Sunday 20 September 2009

Avoiding the left turn wipeout

The last in my short series of gaffer-tape enabled videos from the handlebars of my bike.

If I had the money, I'd spend it on one of these point of view cameras, and mount it on my helmet. Since the one that I want costs $600, I think I will just sit that purchase out. However, as this video shows, they might have their uses.

In this short video, I deftly avoid being taken out by a car turning left in front of me. There's several reasons for that - I was awake and noticed early on that the driver was indicating a turn; the driver gave plenty of notice that they wanted to turn, and the driver noticed me and slowed almost to a stop in case I went shooting down the inside. In short, two sensible and polite people saved the day.

Where it all goes pear shaped is when you have drivers that go flying past you, then turn rapidly across your bows with minimal if any indicating. The worst are impatient drivers who can't bear to wait for 4 or 5 seconds, and think that their WRX/other wanky sports car is fast enough to get in front and turn the corner before the slow old cyclist gets to that same corner.
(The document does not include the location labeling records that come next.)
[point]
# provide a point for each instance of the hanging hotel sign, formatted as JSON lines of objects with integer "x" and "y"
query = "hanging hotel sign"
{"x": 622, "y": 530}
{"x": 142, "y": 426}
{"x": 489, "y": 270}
What many don't appreciate is that a good cyclist can be doing 40km/h or more on a stretch like this - a stretch where the speed limit is only 50. A legal speed advantage of less than 10km/h isn't enough to get a car far enough in front to turn safely - that is, without getting a bike embedded in the rear panel.

This is one of the more common bike/car prang types. Many would say that the solution is patience, but I always tend to think that this would be the answer - if I could work out how to ride with both hands off the bars and fire a few rounds through the back window without falling over.

I'm sure bus drivers experience similarly stupid behaviour in bus lanes, where cars come flying up on their right, then duck across in front of the bus in order to take a left turn. There must be a few buses currently in the repair shop getting a crushed WRX removed from under their front suspension.